On the altar there are usually three objects: a statue of manjushri, some flowers and a stick of incense in an incense bowl. The stick of incense is held in place by the ash of previous burnt incense sticks, and their little stumps lie there too.
Manjushri is on the altar with his sword to cut the delusion of separation, using his sword to cut everything into one. The flowers and the incense are both concerned with impermanence, but in slightly different ways.
With the flowers, we think of Dogen’s expression ‘the flowers of emptiness’, so it’s obvious that the flowers are beautiful and transient. The flowers on the altar now will just last a few days more. Further, flowers, additional to representing beauty and dignity and transience are symbolic of karma. Zen teachers talk of flowers and fruit as a poetic way of talking about cause and effect.
The incense is more personal to this person.

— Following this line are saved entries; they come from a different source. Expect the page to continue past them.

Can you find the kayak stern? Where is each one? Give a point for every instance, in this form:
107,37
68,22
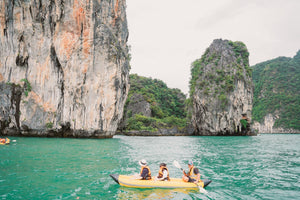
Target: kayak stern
115,177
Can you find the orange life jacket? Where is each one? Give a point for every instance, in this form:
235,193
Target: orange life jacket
149,172
161,174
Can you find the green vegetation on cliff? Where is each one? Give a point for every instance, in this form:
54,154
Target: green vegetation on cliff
167,105
277,91
215,77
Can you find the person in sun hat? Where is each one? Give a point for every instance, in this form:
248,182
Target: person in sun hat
193,175
145,173
163,173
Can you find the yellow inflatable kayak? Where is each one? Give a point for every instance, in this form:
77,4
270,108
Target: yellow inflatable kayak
4,141
129,181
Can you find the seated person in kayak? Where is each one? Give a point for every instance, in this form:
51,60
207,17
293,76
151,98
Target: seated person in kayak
193,175
145,173
163,173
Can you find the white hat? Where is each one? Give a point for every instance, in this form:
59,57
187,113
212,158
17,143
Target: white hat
143,162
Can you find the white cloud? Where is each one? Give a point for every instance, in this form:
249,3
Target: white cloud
166,36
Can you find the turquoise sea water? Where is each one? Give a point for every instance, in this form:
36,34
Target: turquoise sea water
261,167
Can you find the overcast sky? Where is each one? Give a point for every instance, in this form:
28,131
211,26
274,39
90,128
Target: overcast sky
166,36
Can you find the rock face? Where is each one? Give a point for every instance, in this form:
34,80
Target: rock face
268,126
67,64
221,89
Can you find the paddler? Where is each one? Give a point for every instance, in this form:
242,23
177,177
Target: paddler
145,173
163,173
193,175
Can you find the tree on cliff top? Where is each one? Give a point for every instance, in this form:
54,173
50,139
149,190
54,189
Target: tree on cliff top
277,91
166,105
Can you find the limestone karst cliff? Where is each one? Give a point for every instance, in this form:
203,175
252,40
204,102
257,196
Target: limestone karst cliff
63,67
276,99
221,89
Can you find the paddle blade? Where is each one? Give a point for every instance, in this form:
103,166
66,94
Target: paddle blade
176,164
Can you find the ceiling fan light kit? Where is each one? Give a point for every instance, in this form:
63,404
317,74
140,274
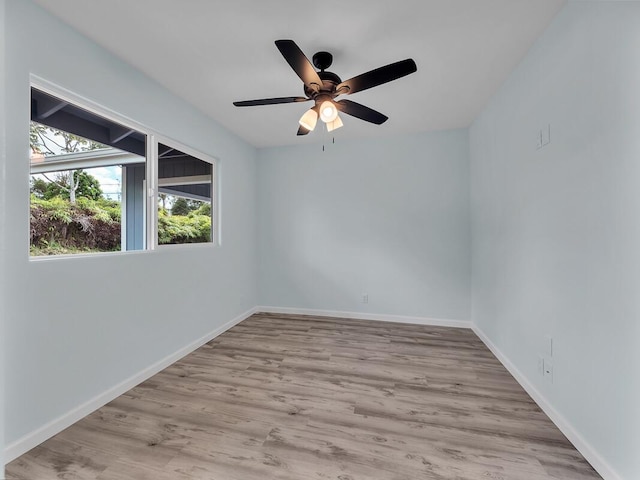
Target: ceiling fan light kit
309,119
323,87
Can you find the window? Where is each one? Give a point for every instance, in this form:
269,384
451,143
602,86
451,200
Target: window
185,191
87,178
90,190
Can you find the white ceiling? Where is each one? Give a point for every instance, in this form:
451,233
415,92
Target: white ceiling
212,52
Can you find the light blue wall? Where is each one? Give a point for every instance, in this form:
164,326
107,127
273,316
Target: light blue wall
78,326
556,231
387,217
2,230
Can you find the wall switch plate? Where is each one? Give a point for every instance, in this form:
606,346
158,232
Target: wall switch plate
548,346
541,365
548,371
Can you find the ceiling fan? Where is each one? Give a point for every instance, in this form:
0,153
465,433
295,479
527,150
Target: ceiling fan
323,87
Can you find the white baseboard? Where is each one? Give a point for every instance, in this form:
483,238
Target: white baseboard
367,316
35,438
593,457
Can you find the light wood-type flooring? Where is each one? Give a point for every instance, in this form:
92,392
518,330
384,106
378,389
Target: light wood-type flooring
312,398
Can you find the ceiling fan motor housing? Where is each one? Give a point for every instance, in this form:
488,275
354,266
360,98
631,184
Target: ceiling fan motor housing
329,82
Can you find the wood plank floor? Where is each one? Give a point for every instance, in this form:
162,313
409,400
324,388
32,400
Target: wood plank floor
299,398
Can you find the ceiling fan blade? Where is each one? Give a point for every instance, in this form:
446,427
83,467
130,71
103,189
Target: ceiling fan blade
376,77
300,64
270,101
360,111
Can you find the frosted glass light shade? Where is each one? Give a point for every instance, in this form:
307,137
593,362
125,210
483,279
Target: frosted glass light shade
337,123
328,111
309,120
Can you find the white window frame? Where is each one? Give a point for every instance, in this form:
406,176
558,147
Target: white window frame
215,223
153,138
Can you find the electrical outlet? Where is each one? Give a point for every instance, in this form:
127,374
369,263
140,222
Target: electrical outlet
541,365
546,135
548,371
539,140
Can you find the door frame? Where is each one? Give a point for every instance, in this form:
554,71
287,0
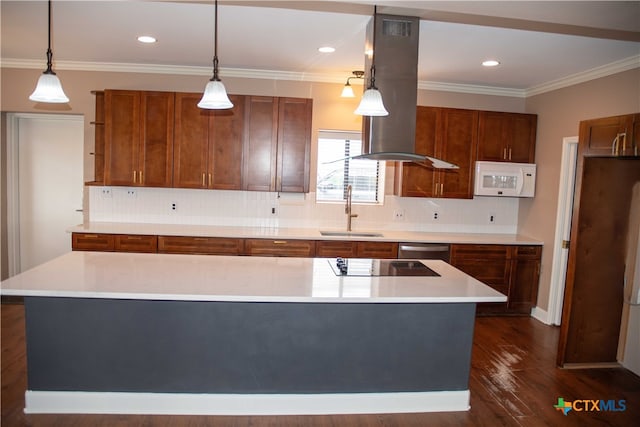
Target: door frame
13,184
566,190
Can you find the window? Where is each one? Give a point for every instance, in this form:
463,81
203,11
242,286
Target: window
337,170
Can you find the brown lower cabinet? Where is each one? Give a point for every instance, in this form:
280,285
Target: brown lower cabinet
330,249
510,269
280,247
114,242
200,245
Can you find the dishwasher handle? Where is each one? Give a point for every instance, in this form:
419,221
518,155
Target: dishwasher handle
410,248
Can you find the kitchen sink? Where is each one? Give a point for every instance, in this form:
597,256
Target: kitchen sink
349,234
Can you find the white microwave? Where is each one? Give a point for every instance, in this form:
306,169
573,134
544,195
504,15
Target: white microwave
505,179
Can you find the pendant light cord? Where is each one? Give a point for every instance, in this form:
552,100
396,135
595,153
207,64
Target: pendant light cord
49,69
215,45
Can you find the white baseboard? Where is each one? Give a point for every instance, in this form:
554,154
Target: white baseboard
75,402
541,315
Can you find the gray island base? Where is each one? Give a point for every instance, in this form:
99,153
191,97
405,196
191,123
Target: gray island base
299,342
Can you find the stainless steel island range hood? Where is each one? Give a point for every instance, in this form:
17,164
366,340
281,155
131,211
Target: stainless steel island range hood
392,50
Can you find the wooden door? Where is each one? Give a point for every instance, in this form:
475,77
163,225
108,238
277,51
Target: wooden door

In our group, the incense stocks are sandalwood. Each one is representative of the practitioner, practicing now. The stick of incense will exhaust itself completely in its practice. The uprightness of the practitioner, the uprightness of the incense, enables the integrity and space of the present moment to be upheld, so that it does not collapse into nothingness. The body of the stick’s effort, its smoke and fragrance, permeates everywhere. Its ashes are the foundation for future uprightness, for the time being of future practitioners, both this being and all beings.
At the end of your life there is not just this stump of memory.
Although you look everywhere to find your true body you cannot find it.
Not because it is nowhere, but because it is everywhere.